A few years later, the UK government was exploring similarly ambitious reforms:
Nearly three decades on, this radical reform of government has largely failed to materialise. Instead of integrating digital, data and technology (DDaT) into the heart of government to “enable fundamental changes in the relationship between the citizen and the state”, it’s usually kept outside the tent. Digital teams are left frustrated on the margins, delivering silo services onto a screen—the same work they were doing decades ago. It’s a world away from the exciting political ambition to re-energise and reform democracy itself, redesigning the way government thinks, operates and acts, and its relationship with citizens.
As a result, nowhere have we seen at any meaningful scale new, more effective cross-cutting approaches within and between policy areas such as social care, welfare, tax, poverty, education, and housing; approaches that place people at the centre, listening to and engaging and co-creating with them to rebuild services around their needs, breaking down the artificial divisions between government policies and interventions, and civic action.

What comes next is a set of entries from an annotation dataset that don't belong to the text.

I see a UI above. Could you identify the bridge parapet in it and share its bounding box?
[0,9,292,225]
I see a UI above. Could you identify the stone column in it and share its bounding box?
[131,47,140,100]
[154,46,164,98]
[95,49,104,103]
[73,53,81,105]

Political scientist Donald Kettl’s criticisms of the US government—that no party has proven adept at looking around the corner to understand the next issue or succeeded at implementing a long-term vision with cross-cutting solutions—hold true for many others.
As the last three decades illustrate, improving the front-end of government, the presentation tier, will never be “transformational”, and does nothing to help democracy embrace the twenty-first century. It cements into place the long-standing policy and organisational boundaries that cause many of the existing problems—often robbing citizens of dignity and agency whilst increasing failure demand. It’s a problem the UK government described well in June 1996:
“purely applying technology to existing working practices, or at the customer interface, will not achieve the full benefits.”
Yet this is precisely where many digital teams work—at the customer interface, delivering silo departmental services onto a website. Forced to work within existing boundaries, processes and services, they do their best to slap “lipstick on a pig”. But this is not where DDaT belongs and not where it adds true value.
DDaT should be informing and improving policymaking. It can bring a much-needed objective focus on users, evidence, insight, design skills and processes of continuous improvement. Instead, policymaking remains outdated and out of touch, “fundamentally inadequate to address the challenges we face.”
It’s time for governments to move away from using DDaT to stick “lipstick on a pig”. In nearly three decades, it hasn’t delivered the transformation and reform desired—and it won’t. Governments need to embrace DDaT’s strategic role, and integrate it deep within the policymaking process, from conception to delivery and ongoing improvement. DDaT is essential to help politicians and policymakers better understand, analyse, explore, and model policy options—and their impact on people’s lives.
Politicians have long spoken of the need to develop and deliver cross-cutting policies, breaking down the historic and dysfunctional boundaries that prevent better outcomes—improving evidence, data, processes and services. This is where DDaT can play an essential role. It can engage citizens throughout the policymaking lifecycle, providing continuous insight and feedback, helping to inform and improve both users’ services and experiences, and governments’ desired policy outcomes.
For the sake of democracy, it’s time to rediscover and reinvigorate the radical political ambitions of the 1990s. Time to deliver meaningful transformation and reform. And time to move DDaT out of the shadows—and into the heart of government.